Dude, Debian 10 goes out of support in a year. Debian 12 already released.
It's 4 years out of date at release, why would you want that for "learning and prototyping", let alone start a OEM device with soon unsupported software versions.
In my opinion the vendor supplied OS distros are to be taken as just a starting point, nothing to rely on more than the time needed for the port of one of the well established distros (Armbian, DietPI, stock, etc) to appear for a given board, which often happens quite fast when driver blobs and lack of documentation don't get in the way (the RK3308 used here is well supported along the WiFi chip). My usual approach when looking for a board is to check first if there's some support from the above distros, or wait.
It may seem odd, but it's just the same reasoning we're used to in the PC world translated to the embedded world: whoever would expect Gigabyte, Asus, etc. to create and supply the Linux distribution that runs on their PC mainboard?
If you want to play with it for a while then put it away forever, go ahead and do it; but if you want to build something long-term, better find a different board.
I think it depends on what you want to do with it.
If you're building something that won't access the network, or will be isolated to the LAN, then it's fine.
Not everything needs or wants to be connected to the internet.
depends on whether you care about vulnerabilities or not, I suppose. Presumably that lighting controller talks to something. If it talks to a local network only and it's impossible for external traffic to reach it, maybe not such a big deal. If that's not true it might be significant.

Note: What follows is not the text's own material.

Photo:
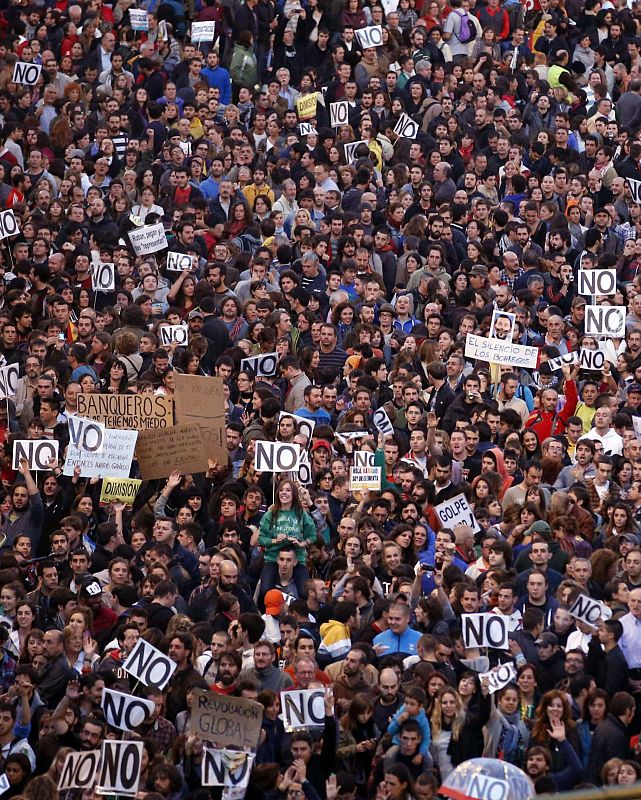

That's also true of all IoT junk anyhow, it's all running some linux variant under the hood and security / updating is rarely a major concern.
This is actually one of the reasons I like bluetooth/zigbee/z-wave/IR/etc. so much - it puts a significant barrier to attacking devices even if they don't get patches. Of course, you still should pay attention to security and update them if possible because local and/or proxied attacks are still a thing, but it's much less likely to get hit.
Slightly unrelated, but I wonder what is a preferred OS for similar boards: a buildroot or yocto -based system vs a full-blown Debian-based distribution with desktop and package managers?
When I looked into (now deprecated) Jetson Nano I was surprised to find out there was no straightforward and documented way to build your own system and cross-compile for it. Is that because for many people using SBCs means doing everything on the target (e.g. compiling software), or am I missing something?
I just get the kernel and grab the stock Debian userspace for the architecture. Vendors like to do horrible stuff to their sample distros.
I’ve also tried Yocto and Buildroot and frankly they’re not that great. Yocto’s build system is so complicated it could take months to fit all your custom layers together to get a working image. Every vendor of every layer has their own conventions and you have to manage patch sets on top of patch sets to get some things working. Buildroot works better but still has a rigid vision for what an embedded Linux system looks like and how it fits together.
The beauty of Linux is that once you get to libc the interface is identical no matter what board you’re using so there’s no reason to build everything from source. And if you want something like Yocto you’d be better off building rpm or deb packages from a basic layer and then using eg multistrap to build a root filesystem.
It's not just small cheap boards. It's small expensive computers, too: I was burned just like this with the Sony VAIO 720P and the PlanetComputers Gemini PDA. Awesome hardware, pretty good drivers for the current kernel/distro, and then ... nothing.
> The UNIHIKER comes with a Linux operating system based on Debian and various built-in features, which will be upgraded from time to time.
... don't expect OS upgrades here. If you want to play with it for a while then put it away forever, go ahead and do it; but if you want to build something long-term, better find a different board.